Sul congresso Pd l’ombra della scissione
E proprio a lui sembra replicare Goffredo Bettini dai microfoni di RaiUno: «Scissioni? C’è un congresso e chi perde non s’ingrugna… Io ho in testa un nuovo partito della sinistra ma sui candidati non voglio fare nomi. Io non “timbro” nessuno. Lo farò a ridosso delle primarie». Ma anche le parole pronunciate da Andrea Orlando alle celebrazioni per i 126 anni dell’Avanti! riconducono allo scontro con gli ex-Ppi. «Non c’è altra strada che la rivendicazione della tradizione socialista», argomenta l’ex-ministro. Proprio quel che Castagnetti non voleva sentirsi dire. In parallelo alle dispute sui massimi sistemi, proseguono anche i posizionamenti interni. La Schlein ha cooptato Francesco Boccia chiamandolo a «coordinare le relazioni politiche della nostra mozione». Richiesta accettata.

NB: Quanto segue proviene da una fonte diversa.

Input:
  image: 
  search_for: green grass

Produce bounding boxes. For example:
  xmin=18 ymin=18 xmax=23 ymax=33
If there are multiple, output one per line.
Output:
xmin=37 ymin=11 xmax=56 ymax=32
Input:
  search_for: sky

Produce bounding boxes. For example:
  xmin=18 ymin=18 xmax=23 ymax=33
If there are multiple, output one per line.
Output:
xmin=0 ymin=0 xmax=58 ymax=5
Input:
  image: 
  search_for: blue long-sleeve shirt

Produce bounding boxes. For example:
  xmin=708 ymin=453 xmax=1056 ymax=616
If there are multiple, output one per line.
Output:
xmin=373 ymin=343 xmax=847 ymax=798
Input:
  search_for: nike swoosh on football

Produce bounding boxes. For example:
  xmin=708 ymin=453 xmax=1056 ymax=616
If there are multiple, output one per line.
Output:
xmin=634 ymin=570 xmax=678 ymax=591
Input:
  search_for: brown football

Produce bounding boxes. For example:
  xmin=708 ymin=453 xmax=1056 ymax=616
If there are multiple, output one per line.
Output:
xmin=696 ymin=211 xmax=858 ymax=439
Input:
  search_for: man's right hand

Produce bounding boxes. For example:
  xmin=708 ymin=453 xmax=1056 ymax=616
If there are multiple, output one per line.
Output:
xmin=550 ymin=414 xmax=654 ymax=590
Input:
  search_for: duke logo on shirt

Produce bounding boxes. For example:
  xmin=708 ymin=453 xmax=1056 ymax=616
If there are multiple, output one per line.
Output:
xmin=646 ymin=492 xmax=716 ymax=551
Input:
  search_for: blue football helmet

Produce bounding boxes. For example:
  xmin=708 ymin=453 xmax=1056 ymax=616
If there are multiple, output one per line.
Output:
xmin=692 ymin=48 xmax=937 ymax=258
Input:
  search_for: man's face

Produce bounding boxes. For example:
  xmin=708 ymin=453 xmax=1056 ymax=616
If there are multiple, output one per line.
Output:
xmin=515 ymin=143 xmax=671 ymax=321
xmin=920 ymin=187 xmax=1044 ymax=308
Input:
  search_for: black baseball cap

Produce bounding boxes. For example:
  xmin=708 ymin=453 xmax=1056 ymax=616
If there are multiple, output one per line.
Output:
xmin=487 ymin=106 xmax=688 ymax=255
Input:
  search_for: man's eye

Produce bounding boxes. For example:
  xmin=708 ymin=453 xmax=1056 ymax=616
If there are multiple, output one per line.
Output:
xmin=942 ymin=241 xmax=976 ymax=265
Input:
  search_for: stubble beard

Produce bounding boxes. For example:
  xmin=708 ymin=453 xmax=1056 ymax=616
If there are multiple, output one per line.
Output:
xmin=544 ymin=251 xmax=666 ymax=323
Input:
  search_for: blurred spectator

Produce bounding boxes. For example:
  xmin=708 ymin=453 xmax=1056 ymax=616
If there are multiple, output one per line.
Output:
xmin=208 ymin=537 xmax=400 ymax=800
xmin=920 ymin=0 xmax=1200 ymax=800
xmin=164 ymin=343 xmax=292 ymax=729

Nardella: «Cambiare tutto o perire»
Sul fronte opposto, è invece un vero e proprio allarme quello lanciato da Dario Nardella, sindaco di Firenze e coordinatore della mozione-Bonaccini. «Il Pd – sostiene – è in una situazione di oggettiva difficoltà dalla quale si può uscire con un cambiamento radicale dei gruppi dirigenti a tutti i livelli. Ci vuole davvero un partito completamente e radicalmente rinnovato, altrimenti non ce la faremo». E che la prospettiva dei dem sia assolutamente deprimente è certezza rilevata anche da Carlo Calenda, che si diverte a lanciare sale sulle ferite del suo ex-partito, infierendo sulla scarsa partecipazione popolare alla manifestazione indetta tre giorni fa da Letta contro la manovra del governo. «Sulla legge di bilancio ci si confronta – spiega il leader di Azione – e non si fa opposizione piazzaiola anche perché, come abbiamo visto, nella piazza del Pd l’altro giorno ci stavano quattro gatti».